The Professor Will See You Now: Coyness in political research
Illustration by Tracy Worrall
4 min read
Lessons in political science. This week: coyness in political research
Let’s call it The Case of The Unknown Political Party. It’s a fascinating new study, in which academics worked with an unnamed British political party during the 2019 election to measure the effect that different types of fundraising emails had. The study found that appeals using negative messaging led to a higher number and frequency of donations if they were paired with an issue identity – in this case, Brexit – rather than a party cue. In other words, if you want to raise cash, go negative and don’t big up your party.

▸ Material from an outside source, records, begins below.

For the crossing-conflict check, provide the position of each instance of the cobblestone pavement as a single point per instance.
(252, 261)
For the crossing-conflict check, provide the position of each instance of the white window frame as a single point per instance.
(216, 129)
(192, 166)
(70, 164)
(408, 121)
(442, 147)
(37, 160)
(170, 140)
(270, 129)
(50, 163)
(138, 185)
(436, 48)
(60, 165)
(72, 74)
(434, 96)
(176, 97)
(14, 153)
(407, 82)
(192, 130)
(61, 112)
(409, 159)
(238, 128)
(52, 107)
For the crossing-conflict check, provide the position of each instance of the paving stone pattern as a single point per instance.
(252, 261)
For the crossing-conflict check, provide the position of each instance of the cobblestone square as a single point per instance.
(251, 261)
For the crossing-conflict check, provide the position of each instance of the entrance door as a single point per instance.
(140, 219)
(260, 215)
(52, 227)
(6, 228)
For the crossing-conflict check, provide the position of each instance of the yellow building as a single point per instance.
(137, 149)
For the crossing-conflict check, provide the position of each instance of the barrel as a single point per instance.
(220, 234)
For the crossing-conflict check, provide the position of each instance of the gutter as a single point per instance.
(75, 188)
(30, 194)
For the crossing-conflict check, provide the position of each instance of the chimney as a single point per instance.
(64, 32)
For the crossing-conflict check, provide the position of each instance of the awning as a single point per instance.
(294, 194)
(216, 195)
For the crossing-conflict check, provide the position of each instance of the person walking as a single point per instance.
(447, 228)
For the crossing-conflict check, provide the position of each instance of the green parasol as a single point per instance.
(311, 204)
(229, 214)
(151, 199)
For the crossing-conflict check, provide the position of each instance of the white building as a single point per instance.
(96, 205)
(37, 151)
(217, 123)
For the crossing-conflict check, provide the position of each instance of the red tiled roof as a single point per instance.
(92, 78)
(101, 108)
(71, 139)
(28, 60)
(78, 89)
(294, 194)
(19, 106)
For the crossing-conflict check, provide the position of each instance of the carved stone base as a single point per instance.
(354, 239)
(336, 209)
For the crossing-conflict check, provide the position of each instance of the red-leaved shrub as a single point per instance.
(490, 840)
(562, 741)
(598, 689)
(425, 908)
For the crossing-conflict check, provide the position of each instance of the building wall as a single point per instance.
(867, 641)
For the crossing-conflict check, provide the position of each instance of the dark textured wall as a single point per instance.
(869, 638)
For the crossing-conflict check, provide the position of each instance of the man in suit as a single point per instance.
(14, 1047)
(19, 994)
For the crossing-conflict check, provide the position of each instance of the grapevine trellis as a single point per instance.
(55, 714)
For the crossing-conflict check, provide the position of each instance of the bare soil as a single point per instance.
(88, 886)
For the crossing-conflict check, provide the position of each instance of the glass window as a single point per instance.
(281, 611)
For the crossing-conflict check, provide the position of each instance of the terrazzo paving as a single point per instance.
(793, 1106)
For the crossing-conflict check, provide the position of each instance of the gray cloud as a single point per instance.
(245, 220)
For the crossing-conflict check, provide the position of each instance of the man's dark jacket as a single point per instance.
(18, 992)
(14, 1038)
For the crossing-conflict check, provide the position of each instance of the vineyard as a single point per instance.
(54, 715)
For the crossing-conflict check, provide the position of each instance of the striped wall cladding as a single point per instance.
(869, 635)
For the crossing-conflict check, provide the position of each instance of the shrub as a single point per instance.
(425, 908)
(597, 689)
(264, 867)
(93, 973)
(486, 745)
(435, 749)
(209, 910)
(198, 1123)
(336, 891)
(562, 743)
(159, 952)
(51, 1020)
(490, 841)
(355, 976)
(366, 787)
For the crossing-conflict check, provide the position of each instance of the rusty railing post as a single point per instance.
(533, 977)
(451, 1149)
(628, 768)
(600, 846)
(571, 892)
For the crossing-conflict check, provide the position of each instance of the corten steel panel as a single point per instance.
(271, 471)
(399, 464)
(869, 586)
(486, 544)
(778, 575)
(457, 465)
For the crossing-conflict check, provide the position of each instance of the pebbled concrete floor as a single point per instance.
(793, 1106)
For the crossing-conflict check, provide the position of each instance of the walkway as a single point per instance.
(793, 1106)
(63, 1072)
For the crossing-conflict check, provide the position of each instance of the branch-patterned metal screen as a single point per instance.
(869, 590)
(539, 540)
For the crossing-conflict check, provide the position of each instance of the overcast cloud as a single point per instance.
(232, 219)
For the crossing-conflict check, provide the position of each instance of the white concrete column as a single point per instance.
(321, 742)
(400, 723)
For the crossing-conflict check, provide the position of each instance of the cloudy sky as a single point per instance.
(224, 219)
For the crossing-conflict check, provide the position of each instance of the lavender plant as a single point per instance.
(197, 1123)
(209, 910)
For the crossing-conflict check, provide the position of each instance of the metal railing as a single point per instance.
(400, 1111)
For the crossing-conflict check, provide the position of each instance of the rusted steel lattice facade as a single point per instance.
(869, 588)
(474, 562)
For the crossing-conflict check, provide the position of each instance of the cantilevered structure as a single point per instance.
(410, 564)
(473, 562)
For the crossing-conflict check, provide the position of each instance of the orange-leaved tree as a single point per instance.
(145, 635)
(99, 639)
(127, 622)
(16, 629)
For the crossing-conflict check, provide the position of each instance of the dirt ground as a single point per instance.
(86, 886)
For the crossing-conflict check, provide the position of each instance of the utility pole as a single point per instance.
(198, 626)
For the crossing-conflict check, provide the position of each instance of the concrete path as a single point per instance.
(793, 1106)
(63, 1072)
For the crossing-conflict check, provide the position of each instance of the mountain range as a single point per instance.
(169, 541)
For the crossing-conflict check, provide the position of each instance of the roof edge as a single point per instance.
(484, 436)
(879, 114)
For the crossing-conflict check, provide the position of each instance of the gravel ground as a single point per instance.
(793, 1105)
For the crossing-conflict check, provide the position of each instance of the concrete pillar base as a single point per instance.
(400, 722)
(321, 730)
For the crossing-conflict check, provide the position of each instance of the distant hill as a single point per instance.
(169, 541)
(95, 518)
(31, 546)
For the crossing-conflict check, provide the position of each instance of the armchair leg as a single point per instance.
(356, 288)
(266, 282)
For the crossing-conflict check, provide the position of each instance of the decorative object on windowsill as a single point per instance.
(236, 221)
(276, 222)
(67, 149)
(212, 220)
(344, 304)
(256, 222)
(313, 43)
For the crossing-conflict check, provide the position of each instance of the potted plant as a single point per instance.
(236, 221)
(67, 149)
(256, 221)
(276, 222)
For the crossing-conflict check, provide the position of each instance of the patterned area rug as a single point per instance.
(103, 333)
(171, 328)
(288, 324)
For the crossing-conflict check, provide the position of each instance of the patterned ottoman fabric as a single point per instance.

The particular party is not named; the authors claim that the confidentiality agreement they signed means they can’t identify who they paired up with. Yet it does not require Perry Mason to solve this one. Which British political party in 2019 was sending out fundraising emails – using a bright gold ‘Donate Here’ button – saying “we all want to stop Brexit”? It’s a complete mystery.
Our second case is a paper in the British Journal of Political Science, which looked at what motivated activists to go campaigning. In two separate field experiments, party members were randomly told that canvassing was good for mobilising voters or that it would enhance their own political careers. Neither made them more likely to get out and knock on doors. The authors conclude that instrumental considerations like this have almost no effect on political activism, which is probably better seen as an expressive act.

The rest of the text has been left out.